The remains of a 180-centimeter man were found in the fifth or sixth-century tomb of Silla in Gyeongju, North Gyeongsang Province. It is the tallest human bones of the Three Kingdoms’ era that had been discovered by far. Almost all bones of the 1500-plus-year-old human remains were excavated, which is unusual.
The Korea Cultural Heritage Foundation announced on Thursday that the remains of a 180-centimeter man were found in the excavation of the wood coffin tomb No. 2 in Tap-dong, Gyeongju, North Gyeongsang Province. Experts believe that the remains belong to a male based on the anatomical structure of the pelvic bones. Another man whose remains were found in Wolseong, Gyeongju is estimated to be 165 to 167 centimeters.

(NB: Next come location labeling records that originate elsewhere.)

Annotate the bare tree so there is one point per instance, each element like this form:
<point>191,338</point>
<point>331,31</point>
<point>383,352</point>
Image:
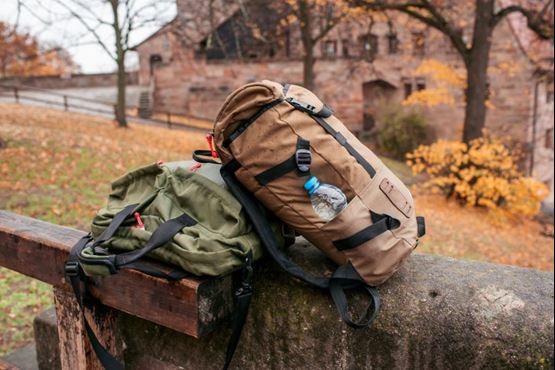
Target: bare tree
<point>315,20</point>
<point>122,17</point>
<point>440,15</point>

The newly discovered remains featured the tucked chin toward the chest and the bent collarbone and spine. “The deformation of the collarbone and spine seems to have been caused by the process of putting the body into a coffin, which was designed to fit the average height of the Silla era,” said Kim Heon-seok, an official at the Gyeongju National Research Institute of Cultural Heritage. The research institute is considering several possibilities for the cause of spine deformation, including aging, occupation, and the storage of the body.
The remains had been well-preserved for a long time as they were buried in a low-lying wetland. In such a landscape, moist mud covers a body at once, blocking out the air.
The excavation team believes that the remains belong to a person of a lower class, as there was no sight of weapon or expensive ornament around them.